I’ve seen many excellent productions over the years, but these plays have been performed so many times its hard to find one that does anything new, that actually surprises you.
Last month I made a rare exception to my no-acting rule (I carry heavy scars from years of teenage am-dram) to take part in Guerrilla Shakespeare (not Gorilla Shakespeare, although that is something I’d pay to see): a performance of Twelfth Night, entirely unrehearsed, free to attend, with a cast who’ve had their scripts for about a week.
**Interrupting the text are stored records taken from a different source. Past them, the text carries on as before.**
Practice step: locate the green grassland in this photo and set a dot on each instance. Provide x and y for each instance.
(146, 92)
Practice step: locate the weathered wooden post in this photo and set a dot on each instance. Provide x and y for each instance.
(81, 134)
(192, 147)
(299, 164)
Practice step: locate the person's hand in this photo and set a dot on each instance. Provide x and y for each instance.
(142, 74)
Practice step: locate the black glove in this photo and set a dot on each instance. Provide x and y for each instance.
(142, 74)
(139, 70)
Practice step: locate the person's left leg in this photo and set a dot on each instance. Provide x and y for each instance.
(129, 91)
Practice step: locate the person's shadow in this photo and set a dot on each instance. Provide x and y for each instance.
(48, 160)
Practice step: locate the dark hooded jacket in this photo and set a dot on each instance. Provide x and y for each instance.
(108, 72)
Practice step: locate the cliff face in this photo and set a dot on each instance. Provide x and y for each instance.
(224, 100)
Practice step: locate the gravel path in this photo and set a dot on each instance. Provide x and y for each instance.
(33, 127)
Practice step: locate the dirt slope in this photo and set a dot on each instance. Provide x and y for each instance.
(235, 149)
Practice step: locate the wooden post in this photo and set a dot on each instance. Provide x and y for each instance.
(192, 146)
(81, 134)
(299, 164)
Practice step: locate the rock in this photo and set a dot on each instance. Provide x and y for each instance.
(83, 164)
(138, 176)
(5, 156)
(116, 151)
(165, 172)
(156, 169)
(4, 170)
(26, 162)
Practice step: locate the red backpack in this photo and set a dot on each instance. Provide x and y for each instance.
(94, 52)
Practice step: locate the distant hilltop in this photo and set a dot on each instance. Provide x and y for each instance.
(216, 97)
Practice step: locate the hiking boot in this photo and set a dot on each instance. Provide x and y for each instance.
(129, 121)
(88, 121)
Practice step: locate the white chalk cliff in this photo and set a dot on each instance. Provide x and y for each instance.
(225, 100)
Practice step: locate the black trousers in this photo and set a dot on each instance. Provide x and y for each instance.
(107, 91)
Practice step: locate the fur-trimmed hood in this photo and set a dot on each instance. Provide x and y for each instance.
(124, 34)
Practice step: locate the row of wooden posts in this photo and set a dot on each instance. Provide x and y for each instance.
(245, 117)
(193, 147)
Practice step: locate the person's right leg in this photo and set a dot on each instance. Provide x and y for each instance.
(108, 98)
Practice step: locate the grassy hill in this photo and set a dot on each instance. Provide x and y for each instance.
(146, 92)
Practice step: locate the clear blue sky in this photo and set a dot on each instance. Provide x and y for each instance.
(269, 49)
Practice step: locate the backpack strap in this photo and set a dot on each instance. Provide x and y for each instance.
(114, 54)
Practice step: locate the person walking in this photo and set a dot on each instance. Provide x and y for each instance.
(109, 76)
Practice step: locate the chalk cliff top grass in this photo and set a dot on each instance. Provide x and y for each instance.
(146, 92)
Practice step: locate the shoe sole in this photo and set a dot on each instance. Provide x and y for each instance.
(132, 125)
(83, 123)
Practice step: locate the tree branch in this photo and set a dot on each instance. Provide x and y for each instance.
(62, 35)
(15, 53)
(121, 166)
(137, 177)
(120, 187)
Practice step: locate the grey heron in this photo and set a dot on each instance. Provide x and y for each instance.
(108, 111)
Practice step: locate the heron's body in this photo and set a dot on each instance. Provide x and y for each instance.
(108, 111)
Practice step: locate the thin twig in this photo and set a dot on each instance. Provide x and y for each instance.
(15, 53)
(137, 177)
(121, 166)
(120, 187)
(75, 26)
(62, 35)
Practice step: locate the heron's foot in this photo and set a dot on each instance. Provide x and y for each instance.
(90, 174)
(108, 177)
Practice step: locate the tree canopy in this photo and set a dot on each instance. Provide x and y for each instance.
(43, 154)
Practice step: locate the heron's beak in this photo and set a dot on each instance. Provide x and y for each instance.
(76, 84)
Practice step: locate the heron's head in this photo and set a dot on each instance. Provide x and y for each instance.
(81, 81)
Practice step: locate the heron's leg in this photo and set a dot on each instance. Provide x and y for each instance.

It’s an idea from British Touring Shakespeare that’d been banging around the brain of its Director, Andrew Hobbs, for a few years before the Westminster Hub gave him the space and opportunity last year for the first Guerrilla Shakespeare. He describes it as “an experiment to see what happens when you remove all the conventional layers of rehearsal from a performance and just let actors go with their instincts”. This time we are in a former boxing gym in Limehouse, with improvised seating and scenery being hurriedly assembled around us.
I’m not on stage ‘til quite late so I take a seat in the audience. The cast attack the script gamely, although inevitably a few scripts start appearing in hands as the famous monologues start taking their toll. There is an interesting, uncertain energy to the performances. The show carries some of the charge that you get from watching improv: the knowledge that this performance will never be seen again, balanced with the possibility that it might just fall apart at the seams. The first Guerrilla Shakespeare, King Lear, was something of a glorious mess by all accounts, but Twelfth Night holds together thanks to some deft improvisation. The audience seem to appreciate the risk the actors are taking on their behalf and reward them with a positive atmosphere and some hearty laughs.
I stand in the entrance, cramming over my lines one more time. I’m not worried. Those am-dram war-wounds left me immune to stage-fright. Once you’ve done 5 performances of a painfully unfunny and slightly racist children’s play dressed as a bookworm, 8 lines is a walk in the park. I hear my cue and walk on. But as the stage lights touch my foot, I receive a solid ball-kick of adrenaline and it all changes.
Oh good Christ that’s actually a lot of people, what’s my line again? Wait, who am I arresting? That chair’s in an awkward place, how do I get around that? Would anyone mind if I just ran across the stage, out the door and all the way home…..
I am told later that I muddled through quite well.
The next Guerrilla Shakespeare will be Romeo and Juliet this Sunday at the Roundhouse in Camden. I would recommend that you seek out tickets but it sold out well over a week ago. If you see it advertised again move quickly!